JAKARTA - Institute for Energy Economics and Financial Analysis (IEEFA) meluncurkan laporan terbaru yang menganalisis perkembangan kebijakan energi terbarukan (ET) di Indonesia. Laporan IEEFA mengungkapkan, skema feed-in tariff (FIT) memang dapat digunakan dalam memulai sejumlah investasi pengembangan energi terbarukan. Namun, kebijakan yang berpihak pada pasar seperti skema lelang yang transparan dan kompetitif adalah kunci masa depan pertumbuhan ET di Indonesia.

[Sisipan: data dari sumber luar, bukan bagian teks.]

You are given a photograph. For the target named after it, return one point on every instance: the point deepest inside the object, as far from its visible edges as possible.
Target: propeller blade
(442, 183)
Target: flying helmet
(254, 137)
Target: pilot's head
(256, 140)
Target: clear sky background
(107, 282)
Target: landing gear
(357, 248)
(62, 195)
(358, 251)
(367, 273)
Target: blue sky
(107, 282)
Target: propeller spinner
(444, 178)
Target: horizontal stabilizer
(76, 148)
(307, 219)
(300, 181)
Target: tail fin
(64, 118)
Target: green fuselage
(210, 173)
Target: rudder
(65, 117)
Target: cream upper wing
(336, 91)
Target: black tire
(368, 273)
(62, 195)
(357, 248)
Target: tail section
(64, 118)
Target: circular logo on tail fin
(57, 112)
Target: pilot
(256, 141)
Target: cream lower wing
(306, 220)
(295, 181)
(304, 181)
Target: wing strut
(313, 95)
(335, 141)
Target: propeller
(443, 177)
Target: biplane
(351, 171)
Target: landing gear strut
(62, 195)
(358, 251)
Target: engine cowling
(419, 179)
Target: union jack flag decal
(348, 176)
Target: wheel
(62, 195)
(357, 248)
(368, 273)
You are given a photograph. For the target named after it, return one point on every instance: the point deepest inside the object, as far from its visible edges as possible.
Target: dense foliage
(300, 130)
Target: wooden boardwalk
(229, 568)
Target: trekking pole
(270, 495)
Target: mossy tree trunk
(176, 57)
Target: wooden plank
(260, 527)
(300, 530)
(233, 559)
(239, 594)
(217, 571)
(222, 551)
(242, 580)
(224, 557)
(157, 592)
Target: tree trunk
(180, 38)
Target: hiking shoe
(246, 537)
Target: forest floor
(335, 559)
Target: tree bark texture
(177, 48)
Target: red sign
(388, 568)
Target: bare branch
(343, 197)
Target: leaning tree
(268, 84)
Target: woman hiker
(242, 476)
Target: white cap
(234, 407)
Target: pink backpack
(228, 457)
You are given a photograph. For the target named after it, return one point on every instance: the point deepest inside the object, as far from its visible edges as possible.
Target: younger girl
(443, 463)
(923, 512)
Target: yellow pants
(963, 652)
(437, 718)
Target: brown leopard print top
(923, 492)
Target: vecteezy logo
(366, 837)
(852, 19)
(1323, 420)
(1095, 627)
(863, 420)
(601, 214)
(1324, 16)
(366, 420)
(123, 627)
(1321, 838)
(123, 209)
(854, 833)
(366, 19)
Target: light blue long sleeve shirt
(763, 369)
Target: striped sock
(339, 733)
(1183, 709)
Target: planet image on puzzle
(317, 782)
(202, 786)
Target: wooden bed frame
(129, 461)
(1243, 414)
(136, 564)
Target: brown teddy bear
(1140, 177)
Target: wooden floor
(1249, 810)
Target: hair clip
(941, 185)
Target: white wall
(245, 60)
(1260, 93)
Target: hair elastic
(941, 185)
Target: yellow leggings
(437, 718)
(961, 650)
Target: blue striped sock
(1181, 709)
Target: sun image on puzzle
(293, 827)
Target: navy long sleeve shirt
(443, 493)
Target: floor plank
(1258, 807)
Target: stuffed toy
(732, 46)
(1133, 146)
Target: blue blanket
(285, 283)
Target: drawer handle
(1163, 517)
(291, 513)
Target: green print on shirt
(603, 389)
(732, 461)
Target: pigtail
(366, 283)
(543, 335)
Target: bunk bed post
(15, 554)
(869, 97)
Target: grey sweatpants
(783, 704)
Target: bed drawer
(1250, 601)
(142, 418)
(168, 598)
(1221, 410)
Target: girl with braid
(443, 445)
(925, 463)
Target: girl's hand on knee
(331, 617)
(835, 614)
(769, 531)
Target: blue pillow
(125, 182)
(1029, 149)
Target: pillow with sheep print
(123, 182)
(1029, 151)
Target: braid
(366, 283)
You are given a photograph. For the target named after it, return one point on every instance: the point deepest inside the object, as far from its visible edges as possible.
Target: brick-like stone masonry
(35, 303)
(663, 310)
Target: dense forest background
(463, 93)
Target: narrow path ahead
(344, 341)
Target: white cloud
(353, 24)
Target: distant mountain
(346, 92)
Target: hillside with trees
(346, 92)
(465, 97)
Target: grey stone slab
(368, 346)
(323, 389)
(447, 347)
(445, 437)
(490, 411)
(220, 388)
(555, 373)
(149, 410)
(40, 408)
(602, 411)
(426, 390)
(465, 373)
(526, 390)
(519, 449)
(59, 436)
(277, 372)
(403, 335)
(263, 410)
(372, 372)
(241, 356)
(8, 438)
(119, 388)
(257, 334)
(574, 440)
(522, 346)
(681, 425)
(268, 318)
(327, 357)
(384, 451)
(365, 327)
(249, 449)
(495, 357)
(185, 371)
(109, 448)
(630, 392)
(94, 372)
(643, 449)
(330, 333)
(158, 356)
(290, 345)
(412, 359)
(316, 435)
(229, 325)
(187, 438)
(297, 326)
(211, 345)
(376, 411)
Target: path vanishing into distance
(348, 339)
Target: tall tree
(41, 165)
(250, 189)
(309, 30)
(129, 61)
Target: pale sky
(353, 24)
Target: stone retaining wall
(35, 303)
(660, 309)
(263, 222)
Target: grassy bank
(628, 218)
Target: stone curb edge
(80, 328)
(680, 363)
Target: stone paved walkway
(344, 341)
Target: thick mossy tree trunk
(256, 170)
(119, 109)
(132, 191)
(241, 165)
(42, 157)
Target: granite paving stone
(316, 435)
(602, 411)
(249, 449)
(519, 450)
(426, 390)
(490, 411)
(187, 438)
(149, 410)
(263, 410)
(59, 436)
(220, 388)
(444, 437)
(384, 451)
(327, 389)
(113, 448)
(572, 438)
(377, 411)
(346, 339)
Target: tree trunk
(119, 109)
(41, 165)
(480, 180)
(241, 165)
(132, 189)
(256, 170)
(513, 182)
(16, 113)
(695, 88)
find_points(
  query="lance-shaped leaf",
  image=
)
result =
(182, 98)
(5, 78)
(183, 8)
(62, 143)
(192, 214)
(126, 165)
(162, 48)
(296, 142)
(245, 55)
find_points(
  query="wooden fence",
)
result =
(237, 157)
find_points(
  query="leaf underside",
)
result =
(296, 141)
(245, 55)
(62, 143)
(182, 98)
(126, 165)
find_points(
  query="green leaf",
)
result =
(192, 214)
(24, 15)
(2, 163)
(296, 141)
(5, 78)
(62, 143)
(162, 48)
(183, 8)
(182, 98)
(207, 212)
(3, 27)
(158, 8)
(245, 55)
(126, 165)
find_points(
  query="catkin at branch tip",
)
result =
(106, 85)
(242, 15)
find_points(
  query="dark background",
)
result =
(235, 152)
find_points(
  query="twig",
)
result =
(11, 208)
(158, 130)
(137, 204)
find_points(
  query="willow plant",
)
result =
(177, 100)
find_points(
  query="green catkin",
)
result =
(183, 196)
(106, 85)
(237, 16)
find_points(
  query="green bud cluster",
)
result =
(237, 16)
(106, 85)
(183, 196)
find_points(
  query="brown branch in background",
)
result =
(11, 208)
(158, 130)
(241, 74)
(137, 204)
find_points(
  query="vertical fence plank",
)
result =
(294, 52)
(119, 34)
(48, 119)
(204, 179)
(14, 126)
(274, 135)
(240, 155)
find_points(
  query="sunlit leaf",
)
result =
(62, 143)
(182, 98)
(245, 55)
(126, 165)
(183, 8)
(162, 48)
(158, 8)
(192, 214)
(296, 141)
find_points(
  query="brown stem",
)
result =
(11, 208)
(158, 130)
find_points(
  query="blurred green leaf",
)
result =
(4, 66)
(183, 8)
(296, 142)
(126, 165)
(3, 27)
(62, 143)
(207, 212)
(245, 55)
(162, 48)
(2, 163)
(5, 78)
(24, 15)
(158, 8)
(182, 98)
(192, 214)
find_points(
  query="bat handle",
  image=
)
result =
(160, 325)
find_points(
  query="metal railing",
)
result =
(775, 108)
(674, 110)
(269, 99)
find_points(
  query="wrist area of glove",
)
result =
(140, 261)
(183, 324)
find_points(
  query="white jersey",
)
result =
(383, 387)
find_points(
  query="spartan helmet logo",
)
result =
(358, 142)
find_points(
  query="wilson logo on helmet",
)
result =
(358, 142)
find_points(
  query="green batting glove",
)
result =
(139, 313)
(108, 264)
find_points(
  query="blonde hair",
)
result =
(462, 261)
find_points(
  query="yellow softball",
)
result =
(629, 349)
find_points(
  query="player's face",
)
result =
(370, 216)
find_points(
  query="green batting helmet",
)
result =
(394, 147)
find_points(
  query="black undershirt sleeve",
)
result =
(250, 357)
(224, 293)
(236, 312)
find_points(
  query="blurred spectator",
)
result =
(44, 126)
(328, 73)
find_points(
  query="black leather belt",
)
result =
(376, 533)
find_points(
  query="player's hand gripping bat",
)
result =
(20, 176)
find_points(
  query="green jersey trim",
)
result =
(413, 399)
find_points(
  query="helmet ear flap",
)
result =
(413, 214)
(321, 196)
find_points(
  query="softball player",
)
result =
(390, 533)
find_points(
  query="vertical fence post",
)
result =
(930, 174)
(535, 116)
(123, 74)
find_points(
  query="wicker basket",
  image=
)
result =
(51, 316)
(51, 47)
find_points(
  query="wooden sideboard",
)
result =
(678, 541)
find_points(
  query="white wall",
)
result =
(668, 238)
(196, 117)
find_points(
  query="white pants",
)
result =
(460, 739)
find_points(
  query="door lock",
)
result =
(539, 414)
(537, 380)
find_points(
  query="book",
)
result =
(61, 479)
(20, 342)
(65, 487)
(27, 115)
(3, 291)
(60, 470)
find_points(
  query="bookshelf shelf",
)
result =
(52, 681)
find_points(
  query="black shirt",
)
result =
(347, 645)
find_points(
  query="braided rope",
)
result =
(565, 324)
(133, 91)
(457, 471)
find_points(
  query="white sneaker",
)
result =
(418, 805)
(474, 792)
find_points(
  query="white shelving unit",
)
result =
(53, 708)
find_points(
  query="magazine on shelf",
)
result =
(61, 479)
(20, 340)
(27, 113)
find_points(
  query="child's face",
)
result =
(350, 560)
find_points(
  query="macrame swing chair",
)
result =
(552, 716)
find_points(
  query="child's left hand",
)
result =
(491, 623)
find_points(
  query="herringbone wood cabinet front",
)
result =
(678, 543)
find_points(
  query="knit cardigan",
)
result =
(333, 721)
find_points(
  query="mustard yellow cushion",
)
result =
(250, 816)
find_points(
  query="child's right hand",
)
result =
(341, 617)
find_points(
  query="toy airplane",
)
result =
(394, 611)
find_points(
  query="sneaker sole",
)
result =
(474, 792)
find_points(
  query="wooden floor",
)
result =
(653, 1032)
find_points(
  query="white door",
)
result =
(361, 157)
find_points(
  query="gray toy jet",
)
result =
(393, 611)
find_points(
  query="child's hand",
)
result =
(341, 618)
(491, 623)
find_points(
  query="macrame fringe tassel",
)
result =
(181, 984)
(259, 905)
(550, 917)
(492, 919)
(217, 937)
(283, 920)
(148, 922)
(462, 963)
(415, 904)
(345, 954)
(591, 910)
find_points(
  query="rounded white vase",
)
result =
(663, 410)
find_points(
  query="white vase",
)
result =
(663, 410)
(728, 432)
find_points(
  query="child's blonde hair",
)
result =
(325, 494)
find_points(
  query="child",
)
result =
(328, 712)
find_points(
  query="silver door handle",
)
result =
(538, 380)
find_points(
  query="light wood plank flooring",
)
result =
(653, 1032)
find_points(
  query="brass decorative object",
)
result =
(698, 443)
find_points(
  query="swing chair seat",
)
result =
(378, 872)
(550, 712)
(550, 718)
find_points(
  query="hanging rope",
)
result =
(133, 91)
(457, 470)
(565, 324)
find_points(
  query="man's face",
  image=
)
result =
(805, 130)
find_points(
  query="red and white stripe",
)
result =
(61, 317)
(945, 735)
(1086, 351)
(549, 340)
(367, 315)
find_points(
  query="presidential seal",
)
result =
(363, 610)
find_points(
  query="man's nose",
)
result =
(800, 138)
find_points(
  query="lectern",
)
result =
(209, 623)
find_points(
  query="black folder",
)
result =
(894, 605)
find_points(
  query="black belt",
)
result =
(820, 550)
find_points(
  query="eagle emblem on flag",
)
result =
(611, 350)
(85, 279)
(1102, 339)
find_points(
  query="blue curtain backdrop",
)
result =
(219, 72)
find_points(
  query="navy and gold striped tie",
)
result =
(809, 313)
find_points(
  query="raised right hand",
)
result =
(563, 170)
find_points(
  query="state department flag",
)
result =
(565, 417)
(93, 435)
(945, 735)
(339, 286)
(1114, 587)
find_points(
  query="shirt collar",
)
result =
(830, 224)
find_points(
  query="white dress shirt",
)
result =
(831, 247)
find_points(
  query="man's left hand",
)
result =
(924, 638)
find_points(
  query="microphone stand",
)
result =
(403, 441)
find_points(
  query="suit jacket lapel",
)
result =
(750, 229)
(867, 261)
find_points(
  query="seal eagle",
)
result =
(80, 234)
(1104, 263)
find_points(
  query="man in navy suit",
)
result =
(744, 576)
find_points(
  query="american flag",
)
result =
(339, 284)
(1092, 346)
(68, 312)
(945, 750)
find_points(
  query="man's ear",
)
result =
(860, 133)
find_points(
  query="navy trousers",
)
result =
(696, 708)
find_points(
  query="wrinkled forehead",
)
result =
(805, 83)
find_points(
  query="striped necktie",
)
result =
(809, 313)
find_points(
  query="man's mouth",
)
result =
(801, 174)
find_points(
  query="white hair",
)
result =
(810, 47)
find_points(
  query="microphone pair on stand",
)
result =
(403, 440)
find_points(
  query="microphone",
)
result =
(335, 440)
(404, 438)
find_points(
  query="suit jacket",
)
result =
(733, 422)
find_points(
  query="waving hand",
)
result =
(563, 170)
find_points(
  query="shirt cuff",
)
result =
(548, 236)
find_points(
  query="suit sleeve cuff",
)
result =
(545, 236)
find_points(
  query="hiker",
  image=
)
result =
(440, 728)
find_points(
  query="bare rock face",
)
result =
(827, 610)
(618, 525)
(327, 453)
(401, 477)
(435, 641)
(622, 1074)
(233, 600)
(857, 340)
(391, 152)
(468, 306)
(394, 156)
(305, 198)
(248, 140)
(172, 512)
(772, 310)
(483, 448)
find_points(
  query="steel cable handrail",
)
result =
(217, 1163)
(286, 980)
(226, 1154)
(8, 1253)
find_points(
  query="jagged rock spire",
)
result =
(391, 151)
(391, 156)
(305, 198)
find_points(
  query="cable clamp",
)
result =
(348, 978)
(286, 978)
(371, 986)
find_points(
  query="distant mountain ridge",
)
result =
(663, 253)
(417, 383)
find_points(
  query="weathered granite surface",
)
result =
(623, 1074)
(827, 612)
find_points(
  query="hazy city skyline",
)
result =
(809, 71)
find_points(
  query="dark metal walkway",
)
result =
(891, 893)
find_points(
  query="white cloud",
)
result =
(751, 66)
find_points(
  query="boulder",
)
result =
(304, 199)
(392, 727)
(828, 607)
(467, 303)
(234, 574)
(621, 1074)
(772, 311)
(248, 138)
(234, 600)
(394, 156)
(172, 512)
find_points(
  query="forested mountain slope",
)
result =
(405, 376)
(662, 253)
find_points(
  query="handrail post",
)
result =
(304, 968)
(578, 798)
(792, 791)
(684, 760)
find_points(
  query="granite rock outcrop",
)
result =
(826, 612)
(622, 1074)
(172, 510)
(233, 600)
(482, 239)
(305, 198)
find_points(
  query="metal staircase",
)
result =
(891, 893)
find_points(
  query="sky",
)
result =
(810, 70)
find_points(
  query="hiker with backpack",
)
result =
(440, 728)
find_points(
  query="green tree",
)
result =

Peneliti dan penulis laporan IEEFA, Elrika Hamdi mengatakan, belajar dari negara-negara berkembang lainnya, hasil terbaik di tingkat sistem kelistrikan dapat tercapai jika lelang tersebut dirancang dengan cermat dan digunakan untuk memenuhi kebutuhan sistem.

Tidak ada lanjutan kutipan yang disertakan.